According to the FAO, anchovy and sardine made up 13% of global catch in 2012. These small fish are consumed by humans, marine mammals, seabirds, squid, and other fish. They are also used for aquaculture feed, industrial oil, and health supplements. “Climate, Anchovy, and Sardine” a new study in the Annual Review of Marine Science, co-authored by Nereus Alumni Rebecca Asch (Princeton University) and Ryan Rykaczewski (University of South Carolina), reviews the past, present, and future of anchovy and sardine.
The first section outlines the evolution and historic populations of anchovy and sardine, it also looks at the similarities and differences in their biologies and migration patterns. The current understandings section reviews how these fish species relate to their environments, including effects of nitrogen supply and upwelling systems, and understandings of current stock fluctuations.
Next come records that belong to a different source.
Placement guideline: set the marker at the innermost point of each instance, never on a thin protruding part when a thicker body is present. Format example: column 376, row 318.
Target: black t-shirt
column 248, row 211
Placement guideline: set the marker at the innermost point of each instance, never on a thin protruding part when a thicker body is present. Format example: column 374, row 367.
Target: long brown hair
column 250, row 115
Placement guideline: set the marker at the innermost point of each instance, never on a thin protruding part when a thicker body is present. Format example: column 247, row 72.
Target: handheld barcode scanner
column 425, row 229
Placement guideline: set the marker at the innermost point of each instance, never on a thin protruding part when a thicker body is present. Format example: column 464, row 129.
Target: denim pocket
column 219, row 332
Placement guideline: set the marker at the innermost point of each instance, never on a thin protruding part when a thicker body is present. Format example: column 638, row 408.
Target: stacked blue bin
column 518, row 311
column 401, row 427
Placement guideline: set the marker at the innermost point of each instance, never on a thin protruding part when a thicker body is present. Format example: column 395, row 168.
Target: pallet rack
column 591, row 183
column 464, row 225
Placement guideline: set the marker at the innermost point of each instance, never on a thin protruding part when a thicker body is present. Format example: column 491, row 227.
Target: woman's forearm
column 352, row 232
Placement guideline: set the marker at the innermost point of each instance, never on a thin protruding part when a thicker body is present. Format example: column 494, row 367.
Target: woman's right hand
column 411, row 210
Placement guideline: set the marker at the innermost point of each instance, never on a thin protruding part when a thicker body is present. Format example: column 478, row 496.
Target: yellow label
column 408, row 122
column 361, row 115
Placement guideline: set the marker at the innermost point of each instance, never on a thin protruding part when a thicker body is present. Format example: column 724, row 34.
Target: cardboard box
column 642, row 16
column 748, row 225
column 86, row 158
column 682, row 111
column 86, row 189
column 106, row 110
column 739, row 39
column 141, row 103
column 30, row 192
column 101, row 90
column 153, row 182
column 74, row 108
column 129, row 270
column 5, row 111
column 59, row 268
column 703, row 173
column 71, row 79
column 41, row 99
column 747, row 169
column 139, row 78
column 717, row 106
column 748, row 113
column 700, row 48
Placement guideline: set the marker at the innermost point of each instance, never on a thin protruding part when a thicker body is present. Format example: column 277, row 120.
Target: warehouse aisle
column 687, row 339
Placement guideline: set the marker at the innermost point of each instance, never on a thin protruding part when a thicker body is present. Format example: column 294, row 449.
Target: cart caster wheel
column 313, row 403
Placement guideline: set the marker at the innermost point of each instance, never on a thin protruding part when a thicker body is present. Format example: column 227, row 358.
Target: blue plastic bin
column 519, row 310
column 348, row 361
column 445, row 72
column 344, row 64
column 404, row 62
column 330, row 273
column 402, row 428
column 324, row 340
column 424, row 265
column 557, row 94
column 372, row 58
Finally, the paper looks at how climate change may affect anchovy and sardine through ocean warming, acidification, habitat compression, nutrient supply, phenology, and changes in the food web and demands for aquaculture. The paper includes recommended actions for management and policy decisions.
Anchovy and sardine populated productive ocean regions over hundreds of thousands of years under a naturally varying climate, and are now subject to climate change of equal or greater magnitude occurring over decades to centuries. We hypothesize that anchovy and sardine populations are limited in size by the supply of nitrogen from outside their habitats originating from upwelling, mixing, and rivers. Projections of the responses of anchovy and sardine to climate change rely on a range of model types and consideration of the effects of climate on lower trophic levels, the effects of fishing on higher trophic levels, and the traits of these two types of fish. Distribution, phenology, nutrient supply, plankton composition and production, habitat compression, fishing, and acclimation and adaptation may be affected by ocean warming, acidification, deoxygenation, and altered hydrology. Observations of populations and evaluation of model skill are essential to resolve the effects of climate change on these fish.